There are four marbles in a bag with the colors red, white, blue, and green. John pulls out one marble and tosses a coin. How many elements are there in the sample space?
A. 2
B. 4
C. 8
D. 16
There are 4 possible outcomes when John pulls out a marble. Then, for each of those outcomes, there are 2 possible outcomes when he tosses a coin. So the total number of elements in the sample space is 4 $\times$ 2 = 8.
Therefore, the answer is $\boxed{\textbf{(C)}\ 8}$.
Alli's ice cream shop offers 5 flavors and 10 toppings. Jali's ice cream shop offers 7 flavors and 7 toppings. Fernando's ice cream shop offers 9 flavors and 6 toppings. Laura's ice cream shop offers 13 flavors and 4 toppings.
If you want one flavor of ice cream and one topping, which shop gives you the most options?
A. Alli's ice cream shop
B. Jali's ice cream shop
C. Fernando's ice cream shop
D. Laura's ice cream shop
To find out which shop gives you the most options, simply add up the number of flavors and toppings at each shop.
- Alli's: 5 + 10 = 15 options
- Jali's: 7 + 7 = 14 options
- Fernando's: 9 + 6 = 15 options
- Laura's: 13 + 4 = 17 options
Therefore, Laura's ice cream shop gives you the most options if you want one flavor of ice cream and one topping. The answer is $\boxed{\textbf{(D)}\ \text{Laura's ice cream shop}}$.
The probability that James will win two races in the next two days is one-eighth for tomorrow and one-tenth for the day after tomorrow. What is P(win tomorrow, then win the day after tomorrow)?
A. start fraction 1 over 80 end fraction
B. start fraction 1 over 40 end fraction
C. Start Fraction 1 over 18 End Fraction
D. Start Fraction 2 over 9 End Fraction
Using the multiplication rule of probability, we can multiply the probability of winning tomorrow by the probability of winning the day after tomorrow to find the probability of winning both races:
\begin{align*}
P(\text{win tomorrow, then win the day after tomorrow}) &= P(\text{win tomorrow}) \cdot P(\text{win the day after tomorrow}) \\
&= \frac{1}{8} \cdot \frac{1}{10} \\
&= \frac{1}{80}.
\end{align*}
Therefore, the answer is $\boxed{\textbf{(A)}\ \frac{1}{80}}$.
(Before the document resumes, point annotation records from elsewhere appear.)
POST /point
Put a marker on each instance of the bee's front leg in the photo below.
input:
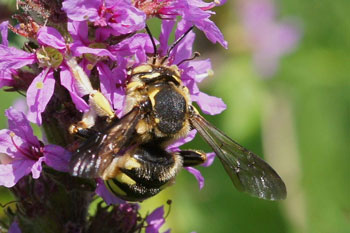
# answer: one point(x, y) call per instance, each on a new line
point(192, 157)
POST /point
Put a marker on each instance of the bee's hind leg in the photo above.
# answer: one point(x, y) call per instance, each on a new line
point(192, 157)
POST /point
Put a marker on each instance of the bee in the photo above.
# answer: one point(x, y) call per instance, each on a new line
point(130, 154)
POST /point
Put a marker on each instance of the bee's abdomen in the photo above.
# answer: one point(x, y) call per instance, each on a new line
point(156, 168)
point(170, 109)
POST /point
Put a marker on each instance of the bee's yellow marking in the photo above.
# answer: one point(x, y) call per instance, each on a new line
point(152, 94)
point(39, 85)
point(150, 76)
point(131, 163)
point(100, 104)
point(142, 127)
point(142, 69)
point(123, 178)
point(133, 85)
point(114, 188)
point(175, 69)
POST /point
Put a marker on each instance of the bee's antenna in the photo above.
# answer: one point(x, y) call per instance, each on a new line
point(175, 43)
point(154, 45)
point(196, 54)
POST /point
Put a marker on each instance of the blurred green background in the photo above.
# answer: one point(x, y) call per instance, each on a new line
point(298, 120)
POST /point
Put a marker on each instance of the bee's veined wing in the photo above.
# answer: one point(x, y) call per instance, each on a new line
point(98, 151)
point(248, 172)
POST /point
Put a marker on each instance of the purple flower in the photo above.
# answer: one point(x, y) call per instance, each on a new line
point(269, 39)
point(114, 17)
point(193, 12)
point(155, 221)
point(51, 56)
point(106, 195)
point(193, 71)
point(22, 153)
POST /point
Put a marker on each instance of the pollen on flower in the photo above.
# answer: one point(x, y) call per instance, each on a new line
point(49, 57)
point(39, 85)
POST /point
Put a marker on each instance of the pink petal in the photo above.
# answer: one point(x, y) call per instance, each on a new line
point(19, 124)
point(4, 32)
point(209, 104)
point(50, 36)
point(39, 94)
point(37, 168)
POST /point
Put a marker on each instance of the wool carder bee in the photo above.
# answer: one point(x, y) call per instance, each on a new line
point(130, 154)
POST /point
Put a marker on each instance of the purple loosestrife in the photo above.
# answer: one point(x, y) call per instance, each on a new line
point(75, 51)
point(268, 38)
point(22, 153)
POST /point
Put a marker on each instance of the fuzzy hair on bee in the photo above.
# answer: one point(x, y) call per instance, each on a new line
point(130, 154)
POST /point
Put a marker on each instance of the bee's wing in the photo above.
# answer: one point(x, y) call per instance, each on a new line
point(248, 172)
point(94, 156)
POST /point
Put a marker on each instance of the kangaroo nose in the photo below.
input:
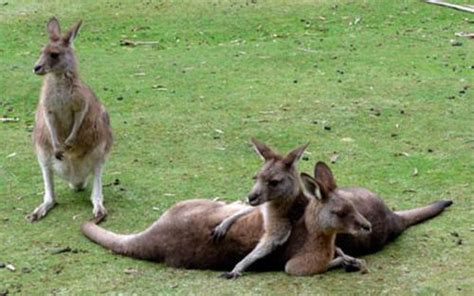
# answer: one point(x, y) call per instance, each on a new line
point(37, 68)
point(253, 198)
point(366, 227)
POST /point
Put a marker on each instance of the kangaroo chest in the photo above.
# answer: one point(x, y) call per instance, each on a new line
point(58, 103)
Suppose 20% of babies born are born early, 50% are born on time, and 30% are born late. A nurse uses a random-number table to find the experimental probability that of 5 births, at least 1 baby will be born early. The digits 0 and 1 represent babies born early. The digits 2, 3, 4, 5, and 6 represent babies born on time. The digits 7, 8, and 9 represent babies born late.
23059 78234 01785 12359 26789
14568 24579 13579 01239 24589
03489 12456 01458 23567 01238
01235 34567 23478 13546 23589
Find the experimental probability that of 5 babies born, at least 1 will be born early.
A. one-fifth
B. two-fifths
C. three-fifths
D. start fraction 4 over 5 end fraction
We start by finding the probability that none of the 5 babies will be born early, using the fact that the probability of any one baby being born on time or late is 0.5 + 0.3 = 0.8:
\begin{align*}
P(\text{none born early}) &= 0.8 \cdot 0.8 \cdot 0.8 \cdot 0.8 \cdot 0.8 \\
&= 0.32768.
\end{align*}
Then, we can find the probability that at least one baby will be born early by subtracting this probability from 1:
\begin{align*}
P(\text{at least one born early}) &= 1 - P(\text{none born early}) \\
&= 1 - 0.32768 \\
&= 0.67232.
\end{align*}
Therefore, the experimental probability that of 5 babies born, at least 1 will be born early is about $\boxed{\textbf{(D)}\ \frac{4}{5}}$.